Cada uma dessas questões suscita debates acalorados e, por vezes, raivosos. Existe, no entanto, uma questão que quase nunca se coloca: deveria existir alguma forma particular de PMA ou não seria melhor abandoná-la por completo? Quase todos as forças sociais envolvidas – os partidos políticos, as associações dos mais diversos tipos, os manifestantes nas ruas, as mídias de conteúdo geral e as especializadas – digladiam-se unicamente sobre os detalhes da aplicação da PMA: em nenhum momento questionam seu princípio.
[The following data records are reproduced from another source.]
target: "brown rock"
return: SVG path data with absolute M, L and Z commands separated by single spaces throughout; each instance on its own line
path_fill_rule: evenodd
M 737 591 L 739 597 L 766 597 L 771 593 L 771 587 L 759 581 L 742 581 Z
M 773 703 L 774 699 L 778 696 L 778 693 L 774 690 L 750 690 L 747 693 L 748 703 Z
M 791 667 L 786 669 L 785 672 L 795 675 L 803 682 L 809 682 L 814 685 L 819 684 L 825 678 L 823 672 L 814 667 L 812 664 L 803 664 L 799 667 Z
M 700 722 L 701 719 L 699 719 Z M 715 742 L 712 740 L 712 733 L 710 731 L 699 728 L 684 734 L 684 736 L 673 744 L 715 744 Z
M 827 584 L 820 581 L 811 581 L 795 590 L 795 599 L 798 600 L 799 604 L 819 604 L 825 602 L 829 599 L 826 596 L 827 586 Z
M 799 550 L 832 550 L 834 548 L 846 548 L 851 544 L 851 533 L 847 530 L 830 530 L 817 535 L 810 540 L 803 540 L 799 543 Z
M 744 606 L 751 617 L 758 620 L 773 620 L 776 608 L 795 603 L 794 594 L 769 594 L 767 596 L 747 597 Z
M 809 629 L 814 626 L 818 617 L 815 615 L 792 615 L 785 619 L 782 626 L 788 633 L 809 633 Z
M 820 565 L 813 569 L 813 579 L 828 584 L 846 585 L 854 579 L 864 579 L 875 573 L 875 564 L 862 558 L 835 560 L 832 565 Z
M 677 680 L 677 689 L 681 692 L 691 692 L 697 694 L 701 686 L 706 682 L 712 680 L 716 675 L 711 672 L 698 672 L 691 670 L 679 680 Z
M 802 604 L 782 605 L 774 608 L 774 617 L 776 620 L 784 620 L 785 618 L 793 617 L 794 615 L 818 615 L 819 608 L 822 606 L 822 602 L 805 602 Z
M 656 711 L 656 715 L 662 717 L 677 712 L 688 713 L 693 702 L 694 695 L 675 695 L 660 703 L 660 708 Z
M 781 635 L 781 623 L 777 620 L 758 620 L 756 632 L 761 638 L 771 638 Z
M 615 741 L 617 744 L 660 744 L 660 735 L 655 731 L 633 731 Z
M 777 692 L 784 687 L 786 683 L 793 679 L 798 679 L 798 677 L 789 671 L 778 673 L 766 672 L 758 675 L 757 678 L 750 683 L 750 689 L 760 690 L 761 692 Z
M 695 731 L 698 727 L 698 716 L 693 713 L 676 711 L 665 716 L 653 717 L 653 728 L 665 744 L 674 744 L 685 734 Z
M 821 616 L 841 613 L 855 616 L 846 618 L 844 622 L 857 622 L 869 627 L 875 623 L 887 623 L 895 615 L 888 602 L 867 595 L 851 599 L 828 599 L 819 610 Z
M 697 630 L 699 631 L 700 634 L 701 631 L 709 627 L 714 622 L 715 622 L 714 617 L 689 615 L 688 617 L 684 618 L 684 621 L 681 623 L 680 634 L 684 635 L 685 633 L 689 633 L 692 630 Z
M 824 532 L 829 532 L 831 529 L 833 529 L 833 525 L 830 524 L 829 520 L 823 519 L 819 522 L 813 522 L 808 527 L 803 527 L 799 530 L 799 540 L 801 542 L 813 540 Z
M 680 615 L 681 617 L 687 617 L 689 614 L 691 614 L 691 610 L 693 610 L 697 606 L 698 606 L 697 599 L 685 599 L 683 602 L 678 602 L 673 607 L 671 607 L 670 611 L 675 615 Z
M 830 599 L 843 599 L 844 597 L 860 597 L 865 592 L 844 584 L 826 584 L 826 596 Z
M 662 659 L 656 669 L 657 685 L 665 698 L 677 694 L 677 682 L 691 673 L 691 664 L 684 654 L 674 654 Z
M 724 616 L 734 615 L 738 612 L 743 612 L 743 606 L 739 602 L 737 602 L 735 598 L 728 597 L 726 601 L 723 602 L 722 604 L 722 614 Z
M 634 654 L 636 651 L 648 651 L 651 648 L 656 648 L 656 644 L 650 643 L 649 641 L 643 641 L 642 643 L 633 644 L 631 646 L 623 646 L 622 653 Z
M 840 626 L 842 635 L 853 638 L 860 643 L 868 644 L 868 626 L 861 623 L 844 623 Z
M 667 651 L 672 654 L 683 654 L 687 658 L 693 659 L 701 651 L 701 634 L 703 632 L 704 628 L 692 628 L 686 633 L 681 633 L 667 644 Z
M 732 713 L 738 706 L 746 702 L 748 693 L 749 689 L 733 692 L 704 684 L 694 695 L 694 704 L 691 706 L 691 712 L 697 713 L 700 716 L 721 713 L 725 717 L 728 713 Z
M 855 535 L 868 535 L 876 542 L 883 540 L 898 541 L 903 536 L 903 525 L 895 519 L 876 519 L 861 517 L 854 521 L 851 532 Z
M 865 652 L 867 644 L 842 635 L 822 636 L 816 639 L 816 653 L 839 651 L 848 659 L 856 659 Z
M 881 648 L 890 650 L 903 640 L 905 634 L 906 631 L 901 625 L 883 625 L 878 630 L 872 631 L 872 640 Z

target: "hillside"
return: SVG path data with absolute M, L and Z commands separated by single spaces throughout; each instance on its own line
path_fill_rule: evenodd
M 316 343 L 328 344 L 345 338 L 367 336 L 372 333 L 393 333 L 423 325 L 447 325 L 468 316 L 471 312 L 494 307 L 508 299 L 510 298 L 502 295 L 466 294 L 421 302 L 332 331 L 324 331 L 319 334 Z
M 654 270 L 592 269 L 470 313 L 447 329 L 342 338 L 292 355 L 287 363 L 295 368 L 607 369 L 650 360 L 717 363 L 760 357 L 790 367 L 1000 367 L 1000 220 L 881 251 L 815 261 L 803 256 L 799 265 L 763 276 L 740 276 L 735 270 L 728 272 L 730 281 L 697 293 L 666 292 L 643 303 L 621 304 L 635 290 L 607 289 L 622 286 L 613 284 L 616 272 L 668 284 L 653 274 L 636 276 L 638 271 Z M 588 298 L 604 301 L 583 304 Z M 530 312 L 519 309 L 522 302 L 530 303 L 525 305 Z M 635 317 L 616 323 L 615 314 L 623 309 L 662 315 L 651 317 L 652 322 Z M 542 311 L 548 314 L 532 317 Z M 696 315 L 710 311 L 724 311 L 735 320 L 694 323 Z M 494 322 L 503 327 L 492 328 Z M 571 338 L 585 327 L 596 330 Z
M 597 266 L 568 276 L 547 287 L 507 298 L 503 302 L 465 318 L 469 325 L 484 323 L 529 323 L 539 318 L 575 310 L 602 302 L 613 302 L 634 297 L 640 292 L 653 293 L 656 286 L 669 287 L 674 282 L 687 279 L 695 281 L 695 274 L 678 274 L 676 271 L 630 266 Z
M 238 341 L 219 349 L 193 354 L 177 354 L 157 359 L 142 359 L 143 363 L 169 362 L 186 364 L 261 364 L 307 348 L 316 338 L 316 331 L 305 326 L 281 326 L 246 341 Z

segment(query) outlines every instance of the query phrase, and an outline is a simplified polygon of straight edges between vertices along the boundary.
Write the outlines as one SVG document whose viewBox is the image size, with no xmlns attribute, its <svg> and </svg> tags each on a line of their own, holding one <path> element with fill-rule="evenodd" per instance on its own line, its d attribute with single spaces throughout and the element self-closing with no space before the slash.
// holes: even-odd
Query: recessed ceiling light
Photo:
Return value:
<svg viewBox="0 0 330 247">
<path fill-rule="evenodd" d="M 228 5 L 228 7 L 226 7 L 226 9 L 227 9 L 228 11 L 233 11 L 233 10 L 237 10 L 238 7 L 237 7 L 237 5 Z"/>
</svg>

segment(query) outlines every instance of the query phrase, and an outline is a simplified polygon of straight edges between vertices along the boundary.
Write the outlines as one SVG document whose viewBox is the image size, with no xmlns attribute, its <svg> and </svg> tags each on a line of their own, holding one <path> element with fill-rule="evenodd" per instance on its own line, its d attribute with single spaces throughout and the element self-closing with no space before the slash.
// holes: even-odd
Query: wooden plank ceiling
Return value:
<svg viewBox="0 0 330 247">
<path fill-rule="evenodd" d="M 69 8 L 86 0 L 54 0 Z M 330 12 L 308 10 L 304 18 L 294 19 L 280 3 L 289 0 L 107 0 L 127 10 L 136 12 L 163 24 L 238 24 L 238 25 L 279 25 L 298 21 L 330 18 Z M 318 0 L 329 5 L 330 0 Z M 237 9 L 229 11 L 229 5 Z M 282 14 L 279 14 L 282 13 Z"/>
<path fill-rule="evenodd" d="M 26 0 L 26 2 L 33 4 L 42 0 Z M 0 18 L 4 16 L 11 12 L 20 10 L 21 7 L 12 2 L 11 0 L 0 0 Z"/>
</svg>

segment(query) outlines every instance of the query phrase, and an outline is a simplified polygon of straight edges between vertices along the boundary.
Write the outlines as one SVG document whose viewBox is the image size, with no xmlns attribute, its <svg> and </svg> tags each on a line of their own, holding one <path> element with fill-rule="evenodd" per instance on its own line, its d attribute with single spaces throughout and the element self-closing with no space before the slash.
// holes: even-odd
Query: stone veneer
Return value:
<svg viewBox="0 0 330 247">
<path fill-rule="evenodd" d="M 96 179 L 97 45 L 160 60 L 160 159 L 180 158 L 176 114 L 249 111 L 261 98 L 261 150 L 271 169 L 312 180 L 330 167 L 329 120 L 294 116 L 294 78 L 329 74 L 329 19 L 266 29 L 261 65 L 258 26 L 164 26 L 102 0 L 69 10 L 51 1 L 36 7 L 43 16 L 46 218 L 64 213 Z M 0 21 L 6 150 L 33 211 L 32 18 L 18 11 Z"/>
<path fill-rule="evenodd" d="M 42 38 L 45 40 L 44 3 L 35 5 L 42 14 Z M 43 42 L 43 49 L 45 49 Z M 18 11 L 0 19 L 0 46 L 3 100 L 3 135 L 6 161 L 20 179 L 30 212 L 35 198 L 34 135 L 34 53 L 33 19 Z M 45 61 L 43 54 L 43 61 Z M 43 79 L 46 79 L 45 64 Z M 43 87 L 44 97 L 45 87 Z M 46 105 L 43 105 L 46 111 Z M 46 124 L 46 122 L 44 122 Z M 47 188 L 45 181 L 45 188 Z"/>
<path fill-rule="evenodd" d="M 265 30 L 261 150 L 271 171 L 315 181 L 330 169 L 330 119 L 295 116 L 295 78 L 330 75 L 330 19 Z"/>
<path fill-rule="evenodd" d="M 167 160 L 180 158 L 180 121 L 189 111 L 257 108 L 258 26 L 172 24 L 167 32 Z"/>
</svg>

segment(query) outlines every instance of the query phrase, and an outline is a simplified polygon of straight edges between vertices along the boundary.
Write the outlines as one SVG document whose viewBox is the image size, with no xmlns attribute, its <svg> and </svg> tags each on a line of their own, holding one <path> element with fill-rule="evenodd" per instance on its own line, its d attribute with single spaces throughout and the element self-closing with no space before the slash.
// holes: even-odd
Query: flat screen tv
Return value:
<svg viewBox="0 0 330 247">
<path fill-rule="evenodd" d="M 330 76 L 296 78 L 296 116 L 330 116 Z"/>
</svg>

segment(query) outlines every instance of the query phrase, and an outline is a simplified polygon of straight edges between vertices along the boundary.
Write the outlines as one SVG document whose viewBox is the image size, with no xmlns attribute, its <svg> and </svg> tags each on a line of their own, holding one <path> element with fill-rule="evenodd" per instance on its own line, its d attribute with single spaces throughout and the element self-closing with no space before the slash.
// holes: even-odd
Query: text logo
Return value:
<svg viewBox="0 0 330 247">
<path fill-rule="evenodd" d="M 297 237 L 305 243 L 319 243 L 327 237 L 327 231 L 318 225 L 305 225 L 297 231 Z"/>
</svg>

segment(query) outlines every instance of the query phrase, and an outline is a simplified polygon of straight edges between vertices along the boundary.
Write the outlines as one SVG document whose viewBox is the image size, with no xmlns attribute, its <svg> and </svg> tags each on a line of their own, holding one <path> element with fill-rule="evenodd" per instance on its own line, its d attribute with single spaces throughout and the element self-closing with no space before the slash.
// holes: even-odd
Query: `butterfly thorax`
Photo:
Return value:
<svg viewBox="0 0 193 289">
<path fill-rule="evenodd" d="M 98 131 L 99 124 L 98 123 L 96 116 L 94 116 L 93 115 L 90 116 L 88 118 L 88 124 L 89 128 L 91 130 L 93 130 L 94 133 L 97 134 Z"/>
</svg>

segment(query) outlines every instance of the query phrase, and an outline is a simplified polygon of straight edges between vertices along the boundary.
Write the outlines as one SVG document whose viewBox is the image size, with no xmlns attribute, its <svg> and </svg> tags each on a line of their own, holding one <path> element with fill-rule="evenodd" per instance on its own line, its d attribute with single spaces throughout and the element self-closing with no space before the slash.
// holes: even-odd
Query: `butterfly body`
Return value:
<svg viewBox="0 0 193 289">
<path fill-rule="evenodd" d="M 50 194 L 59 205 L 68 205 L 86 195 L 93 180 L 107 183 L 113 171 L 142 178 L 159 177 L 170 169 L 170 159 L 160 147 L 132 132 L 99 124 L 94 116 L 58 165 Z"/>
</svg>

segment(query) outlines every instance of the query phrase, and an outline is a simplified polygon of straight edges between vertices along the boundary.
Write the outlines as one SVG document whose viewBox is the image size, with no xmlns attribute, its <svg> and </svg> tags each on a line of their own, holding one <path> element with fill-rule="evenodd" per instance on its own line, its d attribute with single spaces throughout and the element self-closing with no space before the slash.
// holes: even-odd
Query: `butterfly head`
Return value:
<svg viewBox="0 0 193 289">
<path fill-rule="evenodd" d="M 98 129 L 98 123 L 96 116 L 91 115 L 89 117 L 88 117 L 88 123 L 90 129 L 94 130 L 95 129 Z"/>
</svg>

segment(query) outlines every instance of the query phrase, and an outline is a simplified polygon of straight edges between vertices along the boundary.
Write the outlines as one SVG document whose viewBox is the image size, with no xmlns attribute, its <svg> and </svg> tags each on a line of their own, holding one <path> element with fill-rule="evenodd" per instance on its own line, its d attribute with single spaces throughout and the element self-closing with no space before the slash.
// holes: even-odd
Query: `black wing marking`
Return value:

Nem mesmo a direita “dura”, o Manif Pour Tous,[1] os integristas católicos, ousam ir além de raramente criticá-la enquanto tal. Em geral, estão simplesmente interessados em submeter seu uso aos critérios de sua moral – que soa desesperadamente obsoleta para o resto da população. Quando é o casal tradicional que deseja adotá-la, dificilmente esboçam alguma objeção. Essa aquiescência dos “obscurantistas” e “reacionários” em relação tecnociência mais recente é, de fato, surpreendente.

No entanto, devemos – ou, ao menos, deveríamos – ficar ainda mais surpresos com o entusiasmo quase unânime da “esquerda” com este novo direito humano possibilitado pela tecnociência. Uma adesão que se estende até o campo ecologista, libertário, feminista radical. Deveríamos lembrar que a PMA, em todas as suas variações, desde a “simples” inseminação artificial até a implantação de um embrião geneticamente modificado em um útero de aluguel, do transplante de útero ao útero artificial (ainda em elaboração) faz parte do mesmo universo em que se encontram as centrais nucleares e os pesticidas, a clonagem de animais e o amianto, a dioxina nos frangos e o plástico nos oceanos.

Trata-se de uma violenta invasão dos produtos tecnológicos mais recentes nos ciclos biológicos, com consequências incalculáveis. É totalmente incompreensível a existência de pessoas que sejam, com toda sinceridade, contrárias a tais invenções mortíferas e que possam, de repente, aceitar um de seus desenvolvimentos mais invasivos. Eles ou elas a defendem com tanta intensidade que chegam a atacar violentamente os pontos de vista opostos (por exemplo, impedindo as conferências de pessoas de horizontes tão distintos como Alexis Escudero ou Sylvaine Agacinski) e acabam silenciando completamente as diversas vozes (certamente mais numerosas que as suas) que não partilham de seu entusiasmo, taxando qualquer adversário, até mesmo as feministas históricas, de homofóbicos, misóginos, transfóbicos, reacionários, lepenistas, fascistas etc, utilizando estratégias que se assemelham ao controle estalinista da esquerda entre as duas Guerras Mundiais sob o pretexto de “antifascismo”.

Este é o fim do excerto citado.